Consider the Treaty of Fort Laramie (1868): What were the issues of contention and where did communication fail?
The Treaty of Fort Laramie of 1868, which ended Red Cloud's War, ceded much of the western part of South Dakota, including the Black Hills, to the Lakota Sioux and Northern Cheyenne. The issues involved in the treaty were that the Black Hills were considered sacred to the Sioux, and they became part of the Great Sioux Reservation. Whites were not allowed to trespass on these lands.Hunting grounds were also granted to Native Americans in South Dakota, Wyoming, and Montana. The treaty also provided money to Native Americans who chose to farm, and it stipulated that children would attend English-language schools.

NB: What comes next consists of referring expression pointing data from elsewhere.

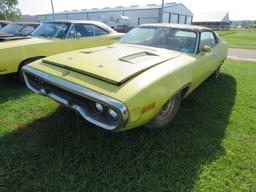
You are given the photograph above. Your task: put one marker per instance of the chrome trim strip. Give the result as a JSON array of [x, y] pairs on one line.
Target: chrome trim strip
[[120, 108]]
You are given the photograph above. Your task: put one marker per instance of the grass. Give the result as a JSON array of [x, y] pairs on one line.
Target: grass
[[210, 146], [240, 38]]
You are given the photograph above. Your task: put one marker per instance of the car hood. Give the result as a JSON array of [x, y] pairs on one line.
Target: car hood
[[22, 42], [114, 64]]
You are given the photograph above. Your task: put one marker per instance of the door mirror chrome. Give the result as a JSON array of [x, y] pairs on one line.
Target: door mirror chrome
[[206, 49]]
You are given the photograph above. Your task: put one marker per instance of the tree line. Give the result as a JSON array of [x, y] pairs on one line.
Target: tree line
[[9, 10]]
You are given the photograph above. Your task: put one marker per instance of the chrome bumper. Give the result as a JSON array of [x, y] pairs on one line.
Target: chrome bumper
[[48, 85]]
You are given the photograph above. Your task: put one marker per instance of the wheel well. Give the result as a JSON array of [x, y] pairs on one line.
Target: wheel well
[[184, 90], [28, 60]]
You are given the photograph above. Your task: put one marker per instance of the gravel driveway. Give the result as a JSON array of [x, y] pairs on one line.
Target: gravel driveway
[[242, 54]]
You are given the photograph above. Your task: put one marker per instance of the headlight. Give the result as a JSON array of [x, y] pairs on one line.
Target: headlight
[[99, 108], [112, 114]]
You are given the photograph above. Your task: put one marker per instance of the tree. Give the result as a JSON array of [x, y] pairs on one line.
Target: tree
[[8, 10]]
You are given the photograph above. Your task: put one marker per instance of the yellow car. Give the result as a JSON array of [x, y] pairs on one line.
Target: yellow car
[[139, 81], [51, 38]]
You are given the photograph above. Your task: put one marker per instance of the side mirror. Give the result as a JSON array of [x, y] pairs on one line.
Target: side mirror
[[78, 35], [206, 49]]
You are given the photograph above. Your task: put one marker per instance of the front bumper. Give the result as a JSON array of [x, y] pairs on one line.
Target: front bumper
[[75, 97]]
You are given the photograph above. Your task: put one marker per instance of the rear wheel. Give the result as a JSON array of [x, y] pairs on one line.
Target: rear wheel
[[166, 114], [20, 73]]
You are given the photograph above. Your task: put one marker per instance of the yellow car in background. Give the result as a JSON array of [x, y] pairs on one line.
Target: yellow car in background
[[51, 38], [3, 23]]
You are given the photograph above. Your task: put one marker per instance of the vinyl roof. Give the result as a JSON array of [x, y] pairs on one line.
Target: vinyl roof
[[178, 26]]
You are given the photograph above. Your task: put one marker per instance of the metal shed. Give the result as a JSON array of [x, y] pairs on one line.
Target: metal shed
[[215, 20], [151, 13]]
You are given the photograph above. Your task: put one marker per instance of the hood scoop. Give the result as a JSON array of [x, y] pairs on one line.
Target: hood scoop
[[138, 57]]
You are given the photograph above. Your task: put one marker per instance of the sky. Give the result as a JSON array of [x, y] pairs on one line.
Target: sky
[[238, 9]]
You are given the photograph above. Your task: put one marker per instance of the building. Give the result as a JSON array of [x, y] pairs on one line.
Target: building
[[215, 20], [151, 13]]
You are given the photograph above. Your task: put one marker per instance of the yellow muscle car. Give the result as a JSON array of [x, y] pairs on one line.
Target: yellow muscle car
[[51, 38], [3, 23], [140, 80]]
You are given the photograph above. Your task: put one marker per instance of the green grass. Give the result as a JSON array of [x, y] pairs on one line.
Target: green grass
[[210, 146], [240, 38]]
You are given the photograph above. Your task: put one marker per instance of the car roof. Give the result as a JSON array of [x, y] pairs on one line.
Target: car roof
[[27, 23], [98, 23], [3, 21], [194, 28]]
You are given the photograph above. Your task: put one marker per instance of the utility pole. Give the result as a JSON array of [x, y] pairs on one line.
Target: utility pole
[[162, 12], [53, 14]]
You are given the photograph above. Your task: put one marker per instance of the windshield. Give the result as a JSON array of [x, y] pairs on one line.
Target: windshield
[[51, 30], [12, 28], [162, 37]]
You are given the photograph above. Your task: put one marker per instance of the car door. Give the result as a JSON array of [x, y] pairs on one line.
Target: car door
[[206, 62], [83, 36]]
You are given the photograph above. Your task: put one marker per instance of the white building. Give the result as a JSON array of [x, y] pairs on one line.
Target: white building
[[151, 13], [216, 20]]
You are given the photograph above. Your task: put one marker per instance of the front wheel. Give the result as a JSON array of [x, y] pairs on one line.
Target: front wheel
[[166, 114]]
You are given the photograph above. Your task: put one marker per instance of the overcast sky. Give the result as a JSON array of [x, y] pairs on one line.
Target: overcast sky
[[238, 9]]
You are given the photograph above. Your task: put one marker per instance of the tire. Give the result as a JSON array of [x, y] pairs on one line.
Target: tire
[[166, 114]]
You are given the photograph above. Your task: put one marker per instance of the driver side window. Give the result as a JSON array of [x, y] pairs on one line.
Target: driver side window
[[72, 33], [207, 39]]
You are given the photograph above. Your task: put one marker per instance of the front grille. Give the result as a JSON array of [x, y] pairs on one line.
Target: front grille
[[85, 104]]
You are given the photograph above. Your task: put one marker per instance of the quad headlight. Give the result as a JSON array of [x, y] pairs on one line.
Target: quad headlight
[[112, 114], [99, 108]]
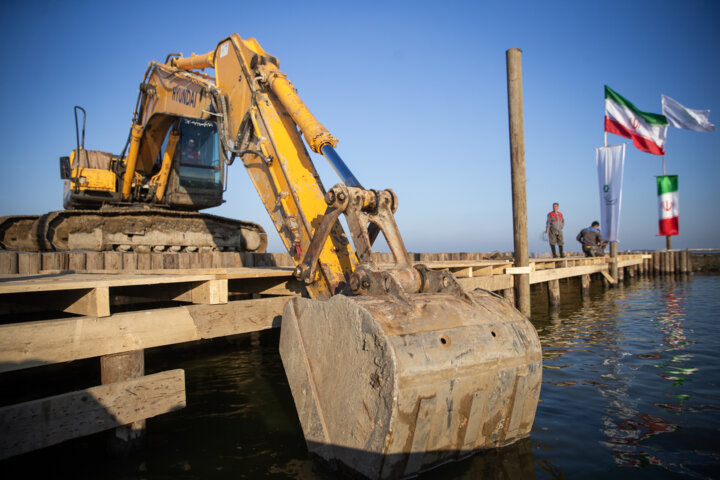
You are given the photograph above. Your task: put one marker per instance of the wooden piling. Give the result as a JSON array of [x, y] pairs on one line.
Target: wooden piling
[[585, 285], [517, 172], [117, 368], [553, 287], [613, 260]]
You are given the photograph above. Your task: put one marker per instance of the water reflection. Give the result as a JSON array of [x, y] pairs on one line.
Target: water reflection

The communication between whites and the Sioux and Cheyenne broke down over time. In 1874, General Custer led miners into the Black Hills as part of an expedition, and eventually, gold was discovered in the area. The government could not keep miners out of the area, and the Sioux and Cheyenne did not want to return their lands to the United States government. A series of battles, referred to as the Black Hills War or Great Sioux War of 1876, followed. The most famous battle was the Battle of Little Bighorn, in which Custer's 7th Cavalry was wiped out by Native Americans in 1876. The U.S. government annexed the land in 1877, and the Sioux are still involved in a court battle with the U.S. government over the land.